Yes, it’s uncomfortable, but it is not worth ignoring another person’s humanity or transformational engagement. God nudges us impatiently. I think that often disengaging from conversation and having friends who never invite reflection can be a misuse of privilege. I’m not calling anyone out, but rather calling us all in to consider if we are abandoning conversations from which our privilege will protect us. We may be making these conversations the responsibility of people who need to escape them for survival. Personally, I need a community that can remind me that even though I am queer, brown, and quirky that I still have privilege.

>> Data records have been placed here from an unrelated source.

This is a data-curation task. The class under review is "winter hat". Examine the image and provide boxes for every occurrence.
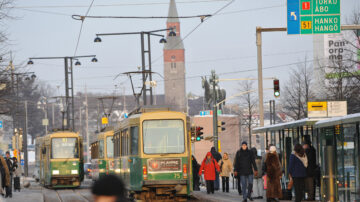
[269,146,276,153]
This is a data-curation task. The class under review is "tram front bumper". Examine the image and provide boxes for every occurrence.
[143,180,188,195]
[51,175,80,187]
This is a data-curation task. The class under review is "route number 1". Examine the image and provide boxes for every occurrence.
[301,21,311,29]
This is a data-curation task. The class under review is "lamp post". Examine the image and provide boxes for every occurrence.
[37,97,49,135]
[27,55,98,131]
[94,27,176,105]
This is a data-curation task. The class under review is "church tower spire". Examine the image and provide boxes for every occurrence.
[164,0,187,112]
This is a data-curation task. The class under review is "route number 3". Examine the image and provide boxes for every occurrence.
[301,21,311,29]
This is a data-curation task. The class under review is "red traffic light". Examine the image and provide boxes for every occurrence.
[274,79,280,97]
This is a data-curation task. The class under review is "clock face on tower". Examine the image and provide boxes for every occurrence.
[164,0,186,112]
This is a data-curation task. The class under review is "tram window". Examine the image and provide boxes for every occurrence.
[99,140,104,159]
[51,138,79,159]
[130,126,139,155]
[106,136,114,158]
[143,120,185,154]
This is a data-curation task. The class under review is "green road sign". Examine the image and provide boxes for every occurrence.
[288,0,341,34]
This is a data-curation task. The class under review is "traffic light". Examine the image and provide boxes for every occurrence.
[274,79,280,97]
[195,126,204,141]
[218,121,226,133]
[190,126,196,142]
[18,128,24,151]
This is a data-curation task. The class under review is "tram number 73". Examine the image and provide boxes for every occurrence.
[174,173,181,179]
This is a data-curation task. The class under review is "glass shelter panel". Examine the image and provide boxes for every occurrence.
[335,124,359,201]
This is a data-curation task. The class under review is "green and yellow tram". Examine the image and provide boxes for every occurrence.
[36,131,84,188]
[91,127,114,180]
[114,109,192,201]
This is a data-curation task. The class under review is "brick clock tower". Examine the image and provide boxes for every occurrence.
[164,0,187,112]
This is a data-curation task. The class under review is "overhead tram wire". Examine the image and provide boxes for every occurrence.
[74,0,95,56]
[12,0,230,9]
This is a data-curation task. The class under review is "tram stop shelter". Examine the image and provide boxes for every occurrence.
[315,113,360,202]
[252,118,318,181]
[253,113,360,202]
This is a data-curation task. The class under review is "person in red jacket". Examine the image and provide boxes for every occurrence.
[199,152,220,194]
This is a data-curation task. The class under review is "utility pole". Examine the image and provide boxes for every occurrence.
[210,70,219,151]
[51,103,55,129]
[85,85,90,163]
[23,100,29,177]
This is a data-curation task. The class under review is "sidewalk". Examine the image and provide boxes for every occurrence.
[192,187,266,202]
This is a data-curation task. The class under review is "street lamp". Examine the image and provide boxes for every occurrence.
[75,60,81,66]
[159,37,167,43]
[94,27,176,105]
[28,60,34,65]
[28,55,98,130]
[94,36,101,43]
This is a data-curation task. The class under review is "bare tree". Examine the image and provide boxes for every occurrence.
[239,80,258,146]
[282,57,314,120]
[0,0,13,55]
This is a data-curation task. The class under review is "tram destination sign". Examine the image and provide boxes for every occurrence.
[287,0,341,34]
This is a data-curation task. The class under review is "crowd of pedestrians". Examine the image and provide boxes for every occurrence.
[0,151,21,198]
[192,141,318,202]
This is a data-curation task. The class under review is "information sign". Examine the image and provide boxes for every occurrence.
[287,0,341,34]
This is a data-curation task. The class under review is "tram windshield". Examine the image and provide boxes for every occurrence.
[143,120,185,154]
[51,137,79,159]
[106,136,114,158]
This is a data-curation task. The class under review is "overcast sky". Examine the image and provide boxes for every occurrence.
[3,0,360,101]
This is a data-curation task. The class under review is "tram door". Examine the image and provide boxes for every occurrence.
[321,124,359,202]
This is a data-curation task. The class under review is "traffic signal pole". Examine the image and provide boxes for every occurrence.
[212,73,219,151]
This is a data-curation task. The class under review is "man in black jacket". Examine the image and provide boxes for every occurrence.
[210,147,222,191]
[234,141,258,202]
[303,140,317,201]
[5,151,14,198]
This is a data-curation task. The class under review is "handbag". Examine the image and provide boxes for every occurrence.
[263,175,267,190]
[287,176,294,190]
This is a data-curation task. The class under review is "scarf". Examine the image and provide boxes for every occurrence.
[294,152,308,168]
[205,158,212,164]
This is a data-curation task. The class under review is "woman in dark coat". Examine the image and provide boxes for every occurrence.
[289,144,308,202]
[0,155,10,197]
[191,155,200,191]
[265,146,282,202]
[199,152,220,194]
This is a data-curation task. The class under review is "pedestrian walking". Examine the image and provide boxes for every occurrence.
[251,147,264,199]
[234,141,258,202]
[0,156,10,197]
[233,157,242,195]
[288,144,308,202]
[199,152,220,194]
[13,157,22,192]
[265,146,282,202]
[210,147,221,191]
[219,152,233,192]
[191,155,200,191]
[5,151,14,198]
[303,140,317,201]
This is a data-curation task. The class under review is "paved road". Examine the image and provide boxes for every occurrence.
[0,178,93,202]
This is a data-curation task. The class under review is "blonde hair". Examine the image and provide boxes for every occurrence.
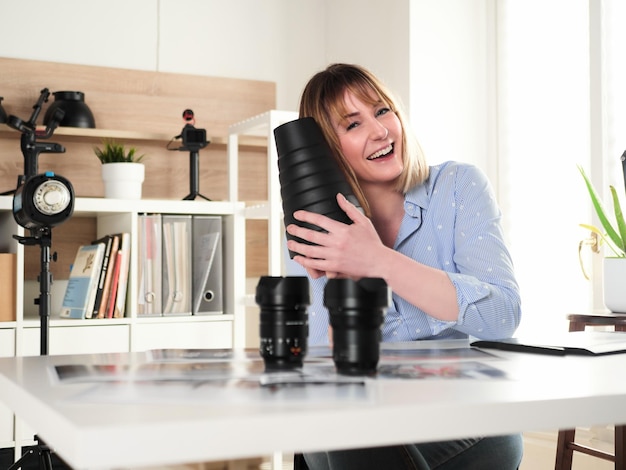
[300,64,428,215]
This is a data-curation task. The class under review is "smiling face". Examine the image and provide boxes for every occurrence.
[333,90,404,189]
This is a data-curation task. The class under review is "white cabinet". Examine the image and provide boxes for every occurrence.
[227,110,298,346]
[227,110,298,276]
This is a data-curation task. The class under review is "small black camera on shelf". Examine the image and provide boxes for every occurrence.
[167,109,211,201]
[179,109,209,152]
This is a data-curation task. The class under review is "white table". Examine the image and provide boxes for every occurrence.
[0,341,626,468]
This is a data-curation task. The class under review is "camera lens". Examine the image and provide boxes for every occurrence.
[255,276,311,369]
[324,278,390,375]
[274,117,360,258]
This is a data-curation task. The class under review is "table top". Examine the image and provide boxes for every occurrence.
[0,340,626,469]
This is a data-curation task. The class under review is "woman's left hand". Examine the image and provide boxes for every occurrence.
[287,194,386,279]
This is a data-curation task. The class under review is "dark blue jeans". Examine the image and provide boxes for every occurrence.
[304,434,523,470]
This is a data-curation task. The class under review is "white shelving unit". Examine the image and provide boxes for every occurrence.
[0,155,246,453]
[227,110,298,276]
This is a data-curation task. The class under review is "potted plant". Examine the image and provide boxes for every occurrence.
[94,139,145,199]
[578,165,626,312]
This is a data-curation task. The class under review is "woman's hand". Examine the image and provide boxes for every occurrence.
[287,194,387,279]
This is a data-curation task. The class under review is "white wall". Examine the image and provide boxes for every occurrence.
[0,0,326,112]
[0,0,482,170]
[410,0,497,174]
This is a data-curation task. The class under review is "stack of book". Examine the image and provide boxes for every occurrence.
[60,232,130,319]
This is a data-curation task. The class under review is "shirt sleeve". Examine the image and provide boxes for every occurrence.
[448,165,521,339]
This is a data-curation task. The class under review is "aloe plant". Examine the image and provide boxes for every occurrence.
[93,139,143,164]
[578,165,626,258]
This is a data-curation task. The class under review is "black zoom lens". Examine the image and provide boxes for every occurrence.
[274,117,360,258]
[255,276,311,369]
[324,278,390,375]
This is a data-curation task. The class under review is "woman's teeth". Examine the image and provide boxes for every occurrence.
[367,144,393,160]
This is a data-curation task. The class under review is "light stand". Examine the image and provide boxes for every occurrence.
[2,88,74,470]
[167,109,211,201]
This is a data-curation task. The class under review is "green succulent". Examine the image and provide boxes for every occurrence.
[93,139,144,163]
[578,165,626,258]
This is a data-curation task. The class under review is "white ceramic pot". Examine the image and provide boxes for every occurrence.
[102,163,145,199]
[602,258,626,313]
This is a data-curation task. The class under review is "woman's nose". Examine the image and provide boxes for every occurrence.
[372,121,389,140]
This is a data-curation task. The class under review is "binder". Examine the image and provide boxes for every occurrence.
[94,234,120,318]
[161,214,192,315]
[85,235,113,318]
[137,214,162,316]
[192,215,224,315]
[113,232,130,318]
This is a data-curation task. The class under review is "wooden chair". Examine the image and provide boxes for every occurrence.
[554,313,626,470]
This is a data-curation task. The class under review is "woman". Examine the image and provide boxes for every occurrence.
[287,64,522,470]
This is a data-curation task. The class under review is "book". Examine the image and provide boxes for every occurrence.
[60,243,105,319]
[96,234,120,318]
[113,232,130,318]
[192,215,223,315]
[137,214,163,316]
[470,331,626,356]
[0,253,17,322]
[105,250,122,318]
[162,215,192,315]
[85,235,113,318]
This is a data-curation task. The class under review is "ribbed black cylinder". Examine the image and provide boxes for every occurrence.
[274,117,360,258]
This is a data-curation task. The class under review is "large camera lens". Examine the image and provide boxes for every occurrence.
[255,276,311,369]
[274,117,360,258]
[324,278,390,375]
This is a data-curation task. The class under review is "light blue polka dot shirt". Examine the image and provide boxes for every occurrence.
[288,162,521,345]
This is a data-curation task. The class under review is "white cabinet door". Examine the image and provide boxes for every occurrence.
[131,320,233,351]
[0,328,15,447]
[22,324,130,356]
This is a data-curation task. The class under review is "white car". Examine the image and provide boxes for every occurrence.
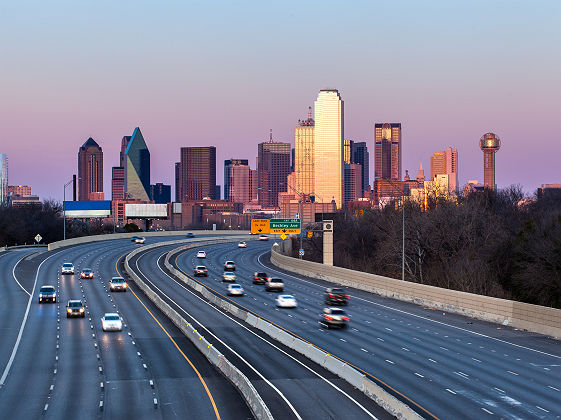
[228,283,244,296]
[101,312,123,331]
[275,295,298,308]
[60,263,74,274]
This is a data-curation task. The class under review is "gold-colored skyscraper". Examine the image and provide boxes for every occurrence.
[314,89,344,208]
[294,107,315,194]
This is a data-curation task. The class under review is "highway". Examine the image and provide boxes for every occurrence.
[0,237,252,419]
[164,241,561,419]
[130,244,391,419]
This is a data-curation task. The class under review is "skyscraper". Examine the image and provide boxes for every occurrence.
[257,137,290,208]
[179,146,216,201]
[78,137,103,201]
[224,159,251,203]
[294,107,315,194]
[374,123,402,180]
[0,153,8,206]
[314,89,344,208]
[122,127,150,201]
[479,133,501,190]
[351,141,370,193]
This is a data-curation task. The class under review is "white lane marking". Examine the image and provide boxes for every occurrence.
[0,250,63,385]
[257,251,561,359]
[12,255,31,297]
[147,252,376,419]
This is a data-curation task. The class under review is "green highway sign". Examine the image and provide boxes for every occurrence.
[269,219,300,233]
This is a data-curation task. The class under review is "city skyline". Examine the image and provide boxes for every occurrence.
[0,1,561,200]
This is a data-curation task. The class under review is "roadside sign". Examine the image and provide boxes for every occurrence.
[269,219,300,233]
[251,219,269,234]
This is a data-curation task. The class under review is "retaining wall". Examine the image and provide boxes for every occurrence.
[271,246,561,339]
[164,245,422,419]
[125,238,273,420]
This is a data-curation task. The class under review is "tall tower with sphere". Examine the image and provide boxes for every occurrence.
[479,133,501,190]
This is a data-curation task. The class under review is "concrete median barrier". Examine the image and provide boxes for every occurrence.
[164,241,422,420]
[125,240,273,420]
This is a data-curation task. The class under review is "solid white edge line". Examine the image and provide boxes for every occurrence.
[257,251,561,359]
[0,250,63,386]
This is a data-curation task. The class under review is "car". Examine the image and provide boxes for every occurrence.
[60,263,74,274]
[66,299,86,318]
[39,284,56,303]
[101,312,123,331]
[222,271,236,282]
[275,295,298,308]
[109,277,128,292]
[265,277,284,292]
[195,265,208,277]
[228,283,244,296]
[319,308,349,328]
[253,271,269,284]
[323,287,350,305]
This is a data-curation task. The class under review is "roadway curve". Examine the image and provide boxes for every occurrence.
[172,241,561,419]
[0,237,252,419]
[129,243,390,419]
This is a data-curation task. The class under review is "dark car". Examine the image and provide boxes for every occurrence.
[319,308,349,328]
[253,271,269,284]
[39,285,56,303]
[66,300,86,318]
[323,287,350,305]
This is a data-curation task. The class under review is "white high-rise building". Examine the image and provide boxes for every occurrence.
[314,89,345,208]
[0,153,8,205]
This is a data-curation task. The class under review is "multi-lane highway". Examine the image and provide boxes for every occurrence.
[159,242,561,419]
[0,237,252,419]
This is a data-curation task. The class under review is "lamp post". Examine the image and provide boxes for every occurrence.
[374,176,405,280]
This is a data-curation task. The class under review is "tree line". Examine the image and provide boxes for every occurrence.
[293,186,561,308]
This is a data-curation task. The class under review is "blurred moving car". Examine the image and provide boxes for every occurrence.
[224,261,236,271]
[195,265,208,277]
[60,263,74,274]
[109,277,128,292]
[39,284,56,303]
[101,312,123,331]
[275,295,298,308]
[265,278,284,292]
[66,299,86,318]
[253,271,269,284]
[222,271,236,281]
[323,287,350,305]
[319,308,349,328]
[228,283,244,296]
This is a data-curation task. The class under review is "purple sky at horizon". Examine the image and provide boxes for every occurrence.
[0,0,561,200]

The nuance of intersectional identity cultivates responsibility and pushes us to hard conversations. Because whiteness matters. Presenting masculine matters. College education matters. Speaking without an accent matters. Citizenship matters. There is no oppression competition and there is still responsibility in privileges even if you also identify with a group that is marginalized.
We can push more by having intentional community.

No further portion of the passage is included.